While Coty has its hands full re-establishing itself in beauty, selling the rest of Wella and expanding with the Kardashian clan, it’s a message that’s important for others in the industry right now, too.

Follow-through is very much the topic du jour in department store retailing as everyone watches Saks Fifth Avenue, which separated its brick-and-mortar base from its web business and is now eyeing an e-commerce initial public offering. The hope is that the parts are collectively worth much more than the whole as Wall Street seems willing to pay up for e-commerce and little else.

The move — seemingly welcomed by many in the investment set — goes against a decade of omnichannel hype that saw retailers do everything they could to bring their clicks and bricks closer together.

Saks’ ambition is clear and echoed by companies across the spectrum. Buzzy e-commerce companies are getting crazy valuations in the market today, why shouldn’t the bigger, better equipped and better established players get their own crazy valuations?

That strategy — to separate the e-commerce business and reap big rewards — is simple, but the execution is something else, requiring scores of contracts to act as connective tissue so the retail and the web business are still omni and work together.

Prodded by activist investor Jana, Macy’s Inc. is exploring a similar move now and has hired AlixPartners to weigh the ramifications of a split, tapping the consultancy that helped Saks work out its plan.

“We have been looking at the costs, benefits, execution risks and [potential] of additional shareholder value getting unlocked.

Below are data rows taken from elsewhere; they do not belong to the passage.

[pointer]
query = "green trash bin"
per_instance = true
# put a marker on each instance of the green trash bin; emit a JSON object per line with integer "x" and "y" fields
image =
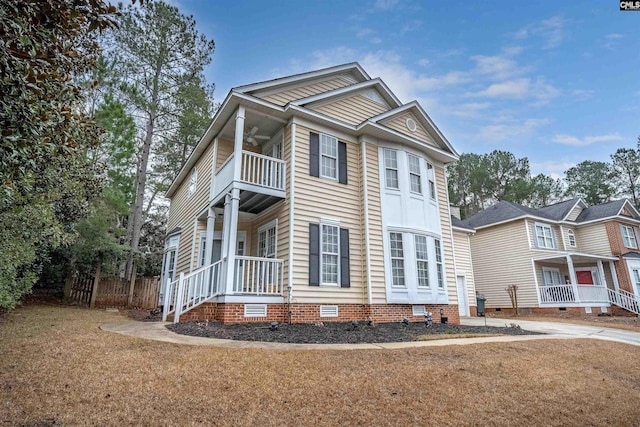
{"x": 480, "y": 299}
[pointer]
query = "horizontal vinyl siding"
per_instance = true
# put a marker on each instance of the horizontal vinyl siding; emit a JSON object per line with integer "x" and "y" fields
{"x": 376, "y": 245}
{"x": 501, "y": 257}
{"x": 447, "y": 238}
{"x": 399, "y": 123}
{"x": 353, "y": 110}
{"x": 593, "y": 239}
{"x": 285, "y": 96}
{"x": 321, "y": 197}
{"x": 463, "y": 263}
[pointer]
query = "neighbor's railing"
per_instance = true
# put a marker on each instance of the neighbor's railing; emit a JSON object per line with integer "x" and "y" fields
{"x": 262, "y": 170}
{"x": 258, "y": 276}
{"x": 191, "y": 290}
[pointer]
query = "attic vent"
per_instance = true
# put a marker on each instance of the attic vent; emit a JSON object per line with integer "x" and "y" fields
{"x": 373, "y": 95}
{"x": 411, "y": 124}
{"x": 349, "y": 79}
{"x": 418, "y": 310}
{"x": 255, "y": 310}
{"x": 328, "y": 311}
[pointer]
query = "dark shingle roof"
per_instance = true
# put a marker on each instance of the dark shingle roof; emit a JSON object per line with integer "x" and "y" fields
{"x": 601, "y": 211}
{"x": 455, "y": 222}
{"x": 503, "y": 211}
{"x": 559, "y": 210}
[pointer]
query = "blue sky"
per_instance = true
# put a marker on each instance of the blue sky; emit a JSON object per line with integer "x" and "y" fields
{"x": 555, "y": 81}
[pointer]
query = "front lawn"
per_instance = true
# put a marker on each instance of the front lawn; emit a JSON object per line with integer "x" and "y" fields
{"x": 58, "y": 368}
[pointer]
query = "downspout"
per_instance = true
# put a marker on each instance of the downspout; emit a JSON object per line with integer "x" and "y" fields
{"x": 292, "y": 186}
{"x": 365, "y": 189}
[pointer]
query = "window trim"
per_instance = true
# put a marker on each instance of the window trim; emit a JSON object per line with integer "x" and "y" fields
{"x": 571, "y": 237}
{"x": 624, "y": 228}
{"x": 321, "y": 155}
{"x": 324, "y": 222}
{"x": 402, "y": 259}
{"x": 384, "y": 161}
{"x": 536, "y": 236}
{"x": 418, "y": 174}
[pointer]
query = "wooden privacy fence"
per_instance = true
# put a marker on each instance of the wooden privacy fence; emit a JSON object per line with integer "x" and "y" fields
{"x": 115, "y": 292}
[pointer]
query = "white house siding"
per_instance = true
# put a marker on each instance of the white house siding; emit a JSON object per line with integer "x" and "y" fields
{"x": 321, "y": 197}
{"x": 353, "y": 110}
{"x": 464, "y": 266}
{"x": 282, "y": 97}
{"x": 501, "y": 257}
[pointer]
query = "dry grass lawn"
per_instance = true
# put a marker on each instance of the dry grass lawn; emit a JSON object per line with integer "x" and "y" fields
{"x": 57, "y": 367}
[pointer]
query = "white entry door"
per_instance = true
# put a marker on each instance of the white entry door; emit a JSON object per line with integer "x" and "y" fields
{"x": 463, "y": 299}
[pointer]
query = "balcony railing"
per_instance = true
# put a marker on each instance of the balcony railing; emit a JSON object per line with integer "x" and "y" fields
{"x": 258, "y": 276}
{"x": 256, "y": 169}
{"x": 561, "y": 294}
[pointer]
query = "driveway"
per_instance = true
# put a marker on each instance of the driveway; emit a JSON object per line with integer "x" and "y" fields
{"x": 562, "y": 329}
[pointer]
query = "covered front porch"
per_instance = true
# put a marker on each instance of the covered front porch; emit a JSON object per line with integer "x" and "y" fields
{"x": 575, "y": 280}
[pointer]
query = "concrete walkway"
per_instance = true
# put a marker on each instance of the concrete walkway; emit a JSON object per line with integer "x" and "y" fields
{"x": 566, "y": 330}
{"x": 158, "y": 332}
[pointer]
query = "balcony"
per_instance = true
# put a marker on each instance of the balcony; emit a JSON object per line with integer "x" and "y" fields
{"x": 261, "y": 181}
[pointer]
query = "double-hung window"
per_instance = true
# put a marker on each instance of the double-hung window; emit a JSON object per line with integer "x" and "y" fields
{"x": 330, "y": 254}
{"x": 414, "y": 173}
{"x": 628, "y": 236}
{"x": 397, "y": 259}
{"x": 328, "y": 156}
{"x": 544, "y": 236}
{"x": 391, "y": 168}
{"x": 422, "y": 261}
{"x": 439, "y": 264}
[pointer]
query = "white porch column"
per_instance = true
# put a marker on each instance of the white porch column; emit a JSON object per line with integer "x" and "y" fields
{"x": 614, "y": 276}
{"x": 603, "y": 279}
{"x": 232, "y": 204}
{"x": 572, "y": 276}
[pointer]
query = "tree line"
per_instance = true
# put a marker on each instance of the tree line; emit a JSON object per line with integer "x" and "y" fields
{"x": 477, "y": 181}
{"x": 100, "y": 108}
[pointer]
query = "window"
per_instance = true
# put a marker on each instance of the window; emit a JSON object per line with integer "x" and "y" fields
{"x": 439, "y": 264}
{"x": 544, "y": 236}
{"x": 330, "y": 254}
{"x": 422, "y": 261}
{"x": 192, "y": 182}
{"x": 397, "y": 259}
{"x": 203, "y": 249}
{"x": 328, "y": 156}
{"x": 267, "y": 235}
{"x": 432, "y": 179}
{"x": 414, "y": 173}
{"x": 391, "y": 168}
{"x": 628, "y": 236}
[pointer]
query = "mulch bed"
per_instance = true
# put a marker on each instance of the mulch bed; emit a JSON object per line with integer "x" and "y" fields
{"x": 333, "y": 333}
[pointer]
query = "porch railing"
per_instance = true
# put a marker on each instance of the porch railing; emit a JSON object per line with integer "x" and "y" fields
{"x": 262, "y": 170}
{"x": 626, "y": 300}
{"x": 258, "y": 276}
{"x": 191, "y": 290}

We have been working with our board and advisers on this for some time,” Jeff Gennette, Macy’s chairman and chief executive officer, told WWD.

If there’s a chance to sell a part of one’s business for more than what it’s worth all together, the CEO of any public company is legally bound to consider it.

But can it really be pulled off?

The divide between strategy and execution is also coming into focus in luxury now that Farfetch’s José Neves is considering Johann Rupert’s long-standing call to create a neutral luxury e-commerce platform. Farfetch is in talks that could link it much closer to Rupert’s Compagnie Financière Richemont and its Yoox Net-a-porter division.

Farfetch x Nataal x Balmain - Credit: Courtesy of Farfetch
Farfetch x Nataal x Balmain - Credit: Courtesy of Farfetch

Courtesy of Farfetch

Both Neves and Rupert are big thinkers and visionaries, but they still face the hard work of not just seeing the future, but building it. In this case, that seems to mean taking on the big job of building consensus.

Lorenzo Bertelli — son and apparent successor to Prada’s CEO Patrizio Bertelli — did not rule out the notion of joining in on an open e-commerce platform.

“I think we can expect they will come and talk to us, we are their partners, but it’s premature, they have not even closed the conversation,” Bertelli said. “We are open to any opportunity but the scenario is not clear enough yet to give an answer.”

The opportunity here is the strategy. The answer — if team open platform can get to “yes” — is the execution.

And that does seem to be 80 percent of the work to be done.